Arto Linsay – The Subtle Body
Im Booklet seines neuen Albums dankt Arto Lindsay vielen Japanern. Dafür fehlt Peter Scherer, mit dem er in den 80er Jahren die Ambitious Lovers führte – eine Band, deren Name schon das Programm enthielt: ambitionierte Avantgarde und musikalische Liebhaberei. Mit dem Schweizer Scherer verschwand auch der zickige Funk; es blieben: Chanson, Latino, Tropical, Bossa Nova. Bei den Ambitious Lovers hat das alles nicht so recht funktioniert – stets waren sämtliche hippen New Yorker Künstler am Werk, aber richtige Songs entstanden dabei selten.
Auch diesmal geisterte der Installateur Professor Brian Eno durchs Studio und sorgte für „sonics“, also Störgeräusche. Eno stört ja tatsächlich immer öfter. An „The Subtle Body“ (oder „O Corpo Sutil“) konnte er indes nichts verderben, denn die Stücke hat Lindsay mit Caetano Veloso, Ryuichi Sakamoto, Bill Frisell und dem DJ Towa Tei komponiert. Musikalische Weltreisen und ähnlicher Humbug gehören natürlich zu den großen Mißverständnissen der populären Musik, ebenso die Suche nach den Wurzeln und das Forschen in der Authentizität. Nach Japan und Brasilien jedoch hat sich Arto Lindsay vermutlich nicht bewegt; er blieb schön am Schreibtisch und schrieb ein paar Zeilen, die nicht viel bedeuten (wobei wir die portugiesischen vorsichthalber ausklammern). „My mind is going/ All day inventing you“, „I hear the bedsprings/ But there’s nobody in bed“ – schreiben kann Lindsay nicht, wie übrigens auch nicht singen. Aber sein zartes Wimmern mit dünnem Stimmchen fugt sich schlüssig in die mit den filigranen Piano-Gitarre-Percussion-Texturen der kleinen Besetzung.
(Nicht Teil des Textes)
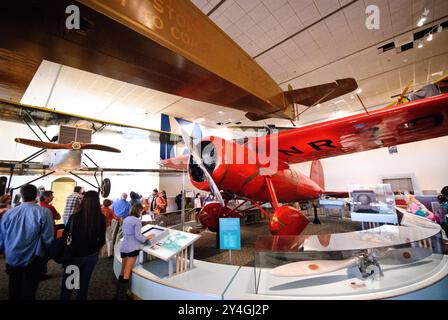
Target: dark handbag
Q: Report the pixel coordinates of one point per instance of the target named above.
(59, 249)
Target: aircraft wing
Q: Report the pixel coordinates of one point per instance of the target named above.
(324, 92)
(414, 121)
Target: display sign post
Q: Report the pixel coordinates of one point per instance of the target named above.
(229, 235)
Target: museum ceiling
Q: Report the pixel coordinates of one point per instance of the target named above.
(298, 42)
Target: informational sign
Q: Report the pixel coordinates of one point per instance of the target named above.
(229, 234)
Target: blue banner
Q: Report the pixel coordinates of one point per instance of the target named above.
(229, 234)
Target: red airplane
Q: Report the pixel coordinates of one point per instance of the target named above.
(222, 173)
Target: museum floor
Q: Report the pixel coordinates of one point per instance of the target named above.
(103, 282)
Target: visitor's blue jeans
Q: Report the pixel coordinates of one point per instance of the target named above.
(85, 265)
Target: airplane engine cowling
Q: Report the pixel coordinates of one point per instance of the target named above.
(226, 161)
(237, 170)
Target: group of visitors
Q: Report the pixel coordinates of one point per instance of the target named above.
(27, 233)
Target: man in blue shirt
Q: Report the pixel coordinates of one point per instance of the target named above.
(25, 234)
(121, 207)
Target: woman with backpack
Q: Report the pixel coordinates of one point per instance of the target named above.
(85, 236)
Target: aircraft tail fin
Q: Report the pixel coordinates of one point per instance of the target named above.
(317, 173)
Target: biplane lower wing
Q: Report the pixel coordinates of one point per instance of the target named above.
(390, 126)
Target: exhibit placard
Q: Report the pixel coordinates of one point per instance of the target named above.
(229, 234)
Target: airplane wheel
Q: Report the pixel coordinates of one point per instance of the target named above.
(105, 188)
(287, 221)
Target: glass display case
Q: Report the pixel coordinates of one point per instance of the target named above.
(375, 263)
(372, 203)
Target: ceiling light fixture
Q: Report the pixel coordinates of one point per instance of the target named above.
(423, 17)
(421, 21)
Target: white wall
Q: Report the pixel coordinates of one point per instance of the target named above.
(424, 161)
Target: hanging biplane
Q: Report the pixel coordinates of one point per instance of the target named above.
(173, 47)
(65, 151)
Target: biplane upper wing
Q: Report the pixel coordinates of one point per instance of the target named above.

Es liegt ein Laissez-faire über den Songs, eine Atmosphäre melancholischer Entspanntheit. Dennoch entkommt Lindsay (manchmal gefährlieh knapp) dem bloßen Ambiente, der Lounge- und Cocktail-Musik, die das Negativ der musikalischen Weltreise bildet: Überall gewesen, und das Klischee war schon da. Lindsay klingt eher, als sei der Gang vom Bett in die Küche die gemütlichste und erhebendste Reise. Und auf dem Balkon spricht man Portugiesisch.